The charms of the North Woods do not disappoint Paul. He and his wife live and work in Ely, Minnesota, at the edge of the Boundary Waters Canoe Area. His many family ties bind Paul, to Mother in particular, who is getting on in years. And to Marie’s daughter, who marries and has five kids in quick succession! Living near the Mikkelson home base also ties Paul to his sisters: Hanna, whose partner Faith, runs a cheese-making operation in New York; Ellie, the eldest, who teaches English in St. Paul; and Kristen, a nurse married to a farmer. He finds he must also pay attention to his legs, since he had polio as a child and has been active all his life.

At our house in San Rafael there have been lots of things to watch this summer. One day recently I found the mother mourning dove and her two scrawny fledglings sitting on a fence not five feet from my front door. We’ve been aware of them, as the nest was in a gutter at the edge of the roof. Last night I walked up the hill a little ways with the doe and her two fawns we’ve been watching just ahead of me. The fawns still have their spots! I saw a jackrabbit, with its incredibly large ears at the edge of a stand of manzanita, which pleased me. I hadn’t seen one for a while. We also love the crickets, who begin to sing in the middle of July and continue into November. A few owls are around too, as the moon comes into its fullness.

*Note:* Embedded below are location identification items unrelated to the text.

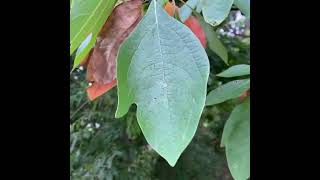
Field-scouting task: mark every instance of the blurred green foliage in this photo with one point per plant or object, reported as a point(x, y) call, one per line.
point(105, 148)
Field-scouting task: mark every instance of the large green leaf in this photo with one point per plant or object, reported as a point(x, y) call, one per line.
point(215, 11)
point(227, 91)
point(236, 138)
point(186, 10)
point(237, 70)
point(87, 16)
point(214, 42)
point(244, 6)
point(163, 69)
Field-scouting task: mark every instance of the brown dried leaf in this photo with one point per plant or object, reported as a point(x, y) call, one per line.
point(101, 67)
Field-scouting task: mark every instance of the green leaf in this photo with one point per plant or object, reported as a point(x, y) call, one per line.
point(244, 6)
point(237, 70)
point(214, 42)
point(186, 10)
point(215, 11)
point(228, 91)
point(199, 7)
point(83, 50)
point(87, 17)
point(163, 69)
point(236, 138)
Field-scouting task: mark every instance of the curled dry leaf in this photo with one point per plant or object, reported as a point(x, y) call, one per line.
point(192, 23)
point(97, 90)
point(101, 61)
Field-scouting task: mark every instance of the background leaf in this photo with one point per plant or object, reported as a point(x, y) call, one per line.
point(159, 58)
point(83, 50)
point(186, 10)
point(237, 70)
point(236, 138)
point(244, 6)
point(215, 11)
point(87, 17)
point(227, 91)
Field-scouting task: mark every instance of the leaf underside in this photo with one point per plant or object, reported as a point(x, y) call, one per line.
point(163, 69)
point(236, 138)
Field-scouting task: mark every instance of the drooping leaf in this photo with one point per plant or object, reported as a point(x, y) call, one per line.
point(227, 91)
point(163, 69)
point(87, 17)
point(102, 62)
point(244, 6)
point(237, 70)
point(236, 139)
point(214, 42)
point(96, 90)
point(186, 10)
point(215, 11)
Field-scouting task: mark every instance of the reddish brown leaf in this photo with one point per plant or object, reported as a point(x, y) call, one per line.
point(102, 62)
point(192, 23)
point(97, 90)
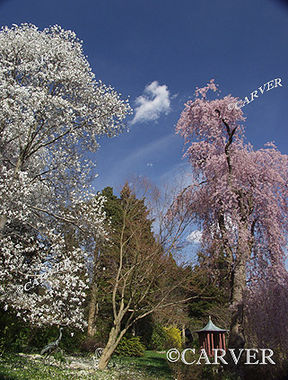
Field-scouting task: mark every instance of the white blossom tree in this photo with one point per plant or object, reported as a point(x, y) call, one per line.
point(52, 111)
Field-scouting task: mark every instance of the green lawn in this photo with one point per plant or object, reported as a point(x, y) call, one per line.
point(152, 366)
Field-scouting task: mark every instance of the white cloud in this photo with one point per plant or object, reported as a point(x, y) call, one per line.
point(195, 237)
point(154, 102)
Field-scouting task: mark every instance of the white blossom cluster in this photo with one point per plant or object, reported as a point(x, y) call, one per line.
point(52, 111)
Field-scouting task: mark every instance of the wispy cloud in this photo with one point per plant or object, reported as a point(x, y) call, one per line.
point(154, 102)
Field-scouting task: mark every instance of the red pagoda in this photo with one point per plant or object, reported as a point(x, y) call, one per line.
point(211, 337)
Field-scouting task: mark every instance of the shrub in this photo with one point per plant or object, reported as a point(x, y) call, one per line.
point(173, 337)
point(159, 338)
point(130, 347)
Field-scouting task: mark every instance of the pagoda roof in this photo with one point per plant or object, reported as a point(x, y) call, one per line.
point(211, 327)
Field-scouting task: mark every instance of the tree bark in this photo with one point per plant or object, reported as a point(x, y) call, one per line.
point(237, 337)
point(93, 311)
point(114, 339)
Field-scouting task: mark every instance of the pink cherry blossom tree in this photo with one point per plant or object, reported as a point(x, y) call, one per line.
point(238, 195)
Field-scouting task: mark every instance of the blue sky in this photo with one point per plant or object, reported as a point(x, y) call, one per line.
point(169, 47)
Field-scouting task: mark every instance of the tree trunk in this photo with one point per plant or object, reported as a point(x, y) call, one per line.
point(93, 311)
point(237, 338)
point(110, 347)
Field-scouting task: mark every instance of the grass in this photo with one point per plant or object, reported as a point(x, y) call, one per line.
point(152, 366)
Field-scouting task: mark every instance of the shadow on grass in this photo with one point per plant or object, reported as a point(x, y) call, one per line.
point(152, 364)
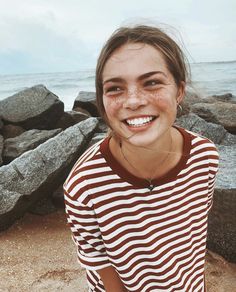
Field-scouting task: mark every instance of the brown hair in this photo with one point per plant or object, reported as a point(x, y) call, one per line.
point(174, 57)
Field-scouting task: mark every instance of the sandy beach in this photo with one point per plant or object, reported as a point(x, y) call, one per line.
point(37, 254)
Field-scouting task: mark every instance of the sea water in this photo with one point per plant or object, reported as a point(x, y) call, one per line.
point(208, 79)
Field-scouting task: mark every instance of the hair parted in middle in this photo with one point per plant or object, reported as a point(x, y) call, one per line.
point(174, 57)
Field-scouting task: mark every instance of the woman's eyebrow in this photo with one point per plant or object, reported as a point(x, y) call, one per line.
point(148, 74)
point(141, 77)
point(115, 79)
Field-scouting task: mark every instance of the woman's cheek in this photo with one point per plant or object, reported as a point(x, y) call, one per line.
point(110, 106)
point(162, 101)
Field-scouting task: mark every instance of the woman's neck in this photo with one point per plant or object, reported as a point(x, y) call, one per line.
point(145, 162)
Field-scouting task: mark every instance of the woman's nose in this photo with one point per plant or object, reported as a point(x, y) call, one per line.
point(134, 99)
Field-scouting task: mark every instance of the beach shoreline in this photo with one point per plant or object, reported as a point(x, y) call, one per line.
point(38, 254)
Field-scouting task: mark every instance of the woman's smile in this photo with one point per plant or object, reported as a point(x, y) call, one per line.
point(140, 94)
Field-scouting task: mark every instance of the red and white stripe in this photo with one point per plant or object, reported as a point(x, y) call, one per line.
point(156, 241)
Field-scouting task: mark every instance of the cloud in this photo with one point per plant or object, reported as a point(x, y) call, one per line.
point(49, 35)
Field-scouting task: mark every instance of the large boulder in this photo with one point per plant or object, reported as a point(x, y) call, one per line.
point(220, 112)
point(87, 100)
point(32, 108)
point(37, 173)
point(222, 218)
point(14, 147)
point(11, 131)
point(214, 132)
point(1, 149)
point(71, 118)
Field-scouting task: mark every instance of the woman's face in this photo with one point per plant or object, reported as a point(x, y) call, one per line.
point(139, 94)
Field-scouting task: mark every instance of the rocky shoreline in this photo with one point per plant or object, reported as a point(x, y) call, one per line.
point(40, 142)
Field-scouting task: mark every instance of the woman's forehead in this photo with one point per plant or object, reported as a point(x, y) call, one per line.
point(134, 59)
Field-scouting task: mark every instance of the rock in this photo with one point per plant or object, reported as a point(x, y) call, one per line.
point(14, 147)
point(1, 124)
point(1, 149)
point(71, 118)
point(220, 113)
point(87, 100)
point(81, 110)
point(32, 108)
point(214, 132)
point(37, 173)
point(11, 131)
point(222, 218)
point(58, 198)
point(227, 97)
point(44, 206)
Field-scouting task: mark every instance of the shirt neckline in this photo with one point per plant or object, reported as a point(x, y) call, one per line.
point(140, 182)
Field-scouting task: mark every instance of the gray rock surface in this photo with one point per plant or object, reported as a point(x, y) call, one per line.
point(37, 173)
point(1, 149)
point(14, 147)
point(71, 118)
point(214, 132)
point(222, 218)
point(32, 108)
point(87, 100)
point(1, 123)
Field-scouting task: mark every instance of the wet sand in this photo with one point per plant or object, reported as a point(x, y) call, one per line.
point(37, 254)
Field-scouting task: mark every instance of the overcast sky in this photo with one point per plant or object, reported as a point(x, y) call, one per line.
point(39, 36)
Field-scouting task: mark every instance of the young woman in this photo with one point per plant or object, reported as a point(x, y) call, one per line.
point(137, 202)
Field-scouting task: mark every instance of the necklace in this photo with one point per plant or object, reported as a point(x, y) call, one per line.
point(151, 185)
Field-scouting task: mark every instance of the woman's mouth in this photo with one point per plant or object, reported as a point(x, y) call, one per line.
point(139, 121)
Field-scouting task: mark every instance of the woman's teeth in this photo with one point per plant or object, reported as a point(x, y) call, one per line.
point(137, 122)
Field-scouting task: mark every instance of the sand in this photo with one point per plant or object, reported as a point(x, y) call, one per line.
point(37, 254)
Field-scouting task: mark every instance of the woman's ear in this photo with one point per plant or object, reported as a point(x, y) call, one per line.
point(181, 92)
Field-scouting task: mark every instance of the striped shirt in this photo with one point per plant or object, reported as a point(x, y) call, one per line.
point(155, 240)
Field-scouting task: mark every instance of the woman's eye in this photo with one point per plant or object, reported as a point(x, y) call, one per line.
point(113, 89)
point(152, 83)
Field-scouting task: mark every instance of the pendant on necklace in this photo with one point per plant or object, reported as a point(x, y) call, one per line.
point(151, 186)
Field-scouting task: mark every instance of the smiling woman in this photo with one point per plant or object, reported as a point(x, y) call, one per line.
point(137, 202)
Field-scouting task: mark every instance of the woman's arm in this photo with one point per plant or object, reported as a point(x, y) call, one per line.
point(111, 280)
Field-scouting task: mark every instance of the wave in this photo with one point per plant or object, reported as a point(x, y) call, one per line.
point(214, 62)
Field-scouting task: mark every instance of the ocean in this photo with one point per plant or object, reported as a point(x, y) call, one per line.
point(208, 78)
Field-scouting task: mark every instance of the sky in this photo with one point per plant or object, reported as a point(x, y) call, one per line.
point(41, 36)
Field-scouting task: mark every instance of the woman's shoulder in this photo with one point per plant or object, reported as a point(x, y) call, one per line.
point(85, 165)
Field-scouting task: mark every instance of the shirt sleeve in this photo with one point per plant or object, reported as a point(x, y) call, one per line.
point(213, 170)
point(85, 234)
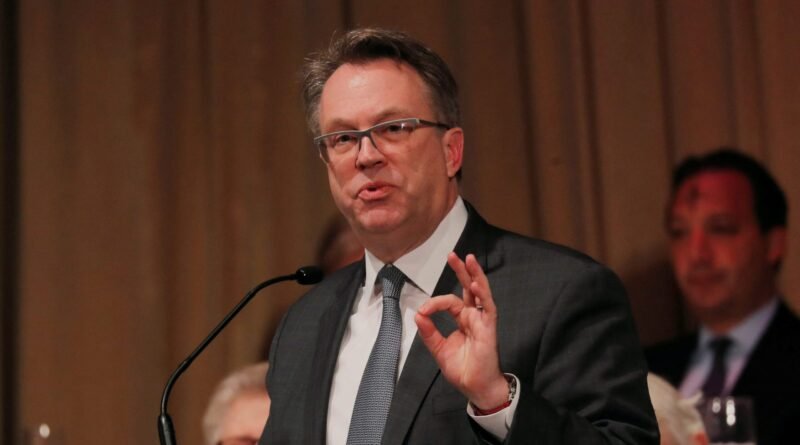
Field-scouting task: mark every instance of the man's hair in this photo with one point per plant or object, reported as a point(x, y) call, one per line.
point(251, 378)
point(769, 201)
point(364, 45)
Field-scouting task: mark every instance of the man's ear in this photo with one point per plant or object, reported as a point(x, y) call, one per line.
point(776, 245)
point(454, 150)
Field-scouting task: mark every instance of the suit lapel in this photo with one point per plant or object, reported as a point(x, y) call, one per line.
point(420, 369)
point(332, 326)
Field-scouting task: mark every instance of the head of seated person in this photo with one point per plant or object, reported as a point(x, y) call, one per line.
point(238, 408)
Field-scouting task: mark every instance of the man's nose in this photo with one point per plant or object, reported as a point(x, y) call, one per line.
point(368, 154)
point(699, 246)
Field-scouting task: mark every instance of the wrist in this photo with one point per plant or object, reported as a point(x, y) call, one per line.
point(509, 390)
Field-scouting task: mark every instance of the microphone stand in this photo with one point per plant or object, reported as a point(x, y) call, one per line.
point(166, 431)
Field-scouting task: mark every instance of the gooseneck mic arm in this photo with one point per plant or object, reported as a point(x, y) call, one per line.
point(166, 432)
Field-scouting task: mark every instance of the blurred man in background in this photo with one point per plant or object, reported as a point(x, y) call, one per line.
point(238, 408)
point(726, 222)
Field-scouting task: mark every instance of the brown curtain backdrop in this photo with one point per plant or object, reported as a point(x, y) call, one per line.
point(164, 166)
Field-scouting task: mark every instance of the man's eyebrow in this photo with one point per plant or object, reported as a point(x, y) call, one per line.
point(341, 124)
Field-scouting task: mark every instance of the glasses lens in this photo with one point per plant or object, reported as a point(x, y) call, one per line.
point(395, 131)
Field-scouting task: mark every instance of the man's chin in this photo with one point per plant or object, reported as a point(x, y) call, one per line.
point(378, 221)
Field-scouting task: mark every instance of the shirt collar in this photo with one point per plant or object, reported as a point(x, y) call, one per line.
point(746, 334)
point(425, 263)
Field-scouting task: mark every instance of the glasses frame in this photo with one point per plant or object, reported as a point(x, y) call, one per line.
point(323, 149)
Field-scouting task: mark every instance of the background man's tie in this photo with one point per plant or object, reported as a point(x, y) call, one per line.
point(716, 378)
point(377, 385)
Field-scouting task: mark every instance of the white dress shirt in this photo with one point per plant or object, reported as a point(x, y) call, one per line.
point(744, 337)
point(422, 266)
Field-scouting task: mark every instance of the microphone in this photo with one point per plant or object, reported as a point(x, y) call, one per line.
point(166, 432)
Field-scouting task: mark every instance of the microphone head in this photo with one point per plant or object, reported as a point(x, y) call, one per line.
point(309, 275)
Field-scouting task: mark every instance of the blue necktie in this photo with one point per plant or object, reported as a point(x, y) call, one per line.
point(716, 378)
point(377, 384)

I’ve been re-reading the entries Virginia Woolf’s husband Leonard selected from her voluminous notebooks and published in 1954 as A Writer’s Diary. In late November of 1932, she conceived what she first thought of as an essay-novel and finally became The Years. She was terribly excited by it, wanting to write into it some of the things she felt about women. “It’s to take in everything, sex, education, life etc: and come, with the most powerful and agile leaps, like a chamois, across precipices from 1880 to here and now. That’s the notion anyhow, and I have been in such a haze and dream and intoxication, declaiming phrases, seeing scenes, as I walk up Southampton Row,” she writes. It is a wonderful book and has been of much inspiration to me.